Augmented intelligence is the logical step beyond artificial intelligence (AI). A recent Gartner survey showed that 30 per cent of Canadian CIOs have implemented or plan to deploy AI in the next 12 months. AI is central to Canada’s innovation agenda and has a leadership advantage in three areas: research, supporting the AI startup sector and policy development.
However, there is a growing public view that AI systems will change the workforce, but Gartner does not view this as detrimental to workers.
“Putting workers side by side with advanced artificial intelligence systems, process and robotics allows for those jobs to become more impactful,” Mr. Howard said. “Companies adopting AI today often let workers keep their jobs, albeit in a new form, even making those jobs more meaningful and rewarding.”
This imperative is no longer about organisations supporting and working around legacy infrastructure. The focus is now on modernising the core to shape change and drive digital transformation. This is what Gartner calls continuous modernisation.
Modernisation is often tied to a cloud source strategy and Canada’s spending on cloud services is second only to the U.S.
“However, to make the leap to continuous modernisation, organisations must focus on three things — shaping a different type of relationship with your business by aligning with partners; shifting mindset toward legacy infrastructure by recognising the dynamism that is central to a continuous modernisation effort; and sharing insights and new perspectives with your leaders, allies and teams,” said Katherine Lord, research vice president at Gartner.
“A renovated core technology platform that is continuously modernised will spring you forward into the next phase of your ContinuousNext journey.”
Digital Product Management
Digital product management is a core imperative of ContinuousNext and accelerating adoption means that if CIOs don’t start soon, they may never catch up. Gartner’s 2019 CIO Agenda survey shows 24 per cent of Canadian CIOs are already in the process of implementing product-centric delivery.
“Digital product management isn’t just a different way of doing IT. It’s a different way of doing business,” said Hung LeHong, distinguished research vice president at Gartner. “In the digital world, keeping pace with the needs of customers, partners and employees requires a product mindset. Products launched quickly, with continuous updates — in a way that doesn’t overwhelm — but match customers’ needs, are at the heart of this approach. Enterprises must modernise their core systems to create an agile platform foundation for this kind of product delivery.”
Organisations must have a dynamic culture to enable ContinuousNext. However, culture is identified by 46 per cent of CIOs as the largest barrier to realising the promise of digital business. Gartner analysts said the first rule of culture change is to know what you want to change into. In terms of getting there, you will need to do a lot of big change. But, what leaders systematically leave on the table are the smaller actions that could have just as big of an impact on change. This is where culture hacking comes in.

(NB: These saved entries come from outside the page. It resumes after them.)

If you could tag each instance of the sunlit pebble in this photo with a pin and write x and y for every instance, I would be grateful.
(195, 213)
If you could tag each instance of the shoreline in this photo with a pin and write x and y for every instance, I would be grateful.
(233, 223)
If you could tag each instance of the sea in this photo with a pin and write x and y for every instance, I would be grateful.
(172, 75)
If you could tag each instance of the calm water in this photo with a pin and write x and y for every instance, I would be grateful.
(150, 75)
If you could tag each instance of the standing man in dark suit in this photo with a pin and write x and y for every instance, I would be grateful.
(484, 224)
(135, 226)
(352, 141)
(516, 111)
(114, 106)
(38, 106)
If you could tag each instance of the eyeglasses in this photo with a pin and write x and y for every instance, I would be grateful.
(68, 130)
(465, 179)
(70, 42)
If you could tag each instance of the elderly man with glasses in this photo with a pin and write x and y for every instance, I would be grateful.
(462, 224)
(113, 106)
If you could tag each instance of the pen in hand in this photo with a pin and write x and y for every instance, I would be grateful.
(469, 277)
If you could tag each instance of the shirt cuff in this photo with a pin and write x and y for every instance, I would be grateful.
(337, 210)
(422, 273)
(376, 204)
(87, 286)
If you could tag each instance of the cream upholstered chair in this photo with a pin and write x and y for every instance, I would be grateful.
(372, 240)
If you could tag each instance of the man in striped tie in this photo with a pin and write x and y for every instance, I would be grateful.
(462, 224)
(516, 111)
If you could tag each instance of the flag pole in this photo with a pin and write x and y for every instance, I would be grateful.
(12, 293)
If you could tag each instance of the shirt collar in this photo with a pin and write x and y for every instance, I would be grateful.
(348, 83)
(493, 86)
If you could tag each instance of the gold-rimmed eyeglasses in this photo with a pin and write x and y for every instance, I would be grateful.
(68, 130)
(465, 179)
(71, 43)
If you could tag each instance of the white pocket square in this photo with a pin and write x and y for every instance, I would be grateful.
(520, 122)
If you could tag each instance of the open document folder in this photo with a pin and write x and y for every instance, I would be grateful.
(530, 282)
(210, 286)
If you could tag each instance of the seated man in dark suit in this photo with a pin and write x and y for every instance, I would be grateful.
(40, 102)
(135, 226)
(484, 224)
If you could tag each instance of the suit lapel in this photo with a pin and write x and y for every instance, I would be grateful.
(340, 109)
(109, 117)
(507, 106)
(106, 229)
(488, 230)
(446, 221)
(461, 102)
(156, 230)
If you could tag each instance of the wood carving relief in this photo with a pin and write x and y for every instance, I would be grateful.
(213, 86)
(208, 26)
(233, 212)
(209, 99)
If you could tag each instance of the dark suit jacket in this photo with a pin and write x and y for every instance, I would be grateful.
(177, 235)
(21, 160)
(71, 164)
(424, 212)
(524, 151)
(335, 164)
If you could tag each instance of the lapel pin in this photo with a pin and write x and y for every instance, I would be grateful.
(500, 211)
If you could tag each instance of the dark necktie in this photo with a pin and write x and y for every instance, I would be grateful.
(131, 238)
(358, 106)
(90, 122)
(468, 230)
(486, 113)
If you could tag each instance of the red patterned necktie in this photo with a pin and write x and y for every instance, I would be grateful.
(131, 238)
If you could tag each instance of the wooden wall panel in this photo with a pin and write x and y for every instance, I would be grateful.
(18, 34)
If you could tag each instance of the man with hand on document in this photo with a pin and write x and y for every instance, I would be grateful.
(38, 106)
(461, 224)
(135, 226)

“Hack your culture to change your culture,” said Mary Mesaglio, distinguished research vice president at Gartner. “By culture hacking, we don’t mean finding a vulnerable point to break in to a system. It’s about finding vulnerable points in your culture and turning them in to real change that sticks. Culture hacking takes change off the horizon and inserts it into people’s day-to-day, in a visceral, memorable way. A great culture hack incites an immediate emotional response — shock, love, shame, pride — has immediate results, and is visible to lots of people at once.”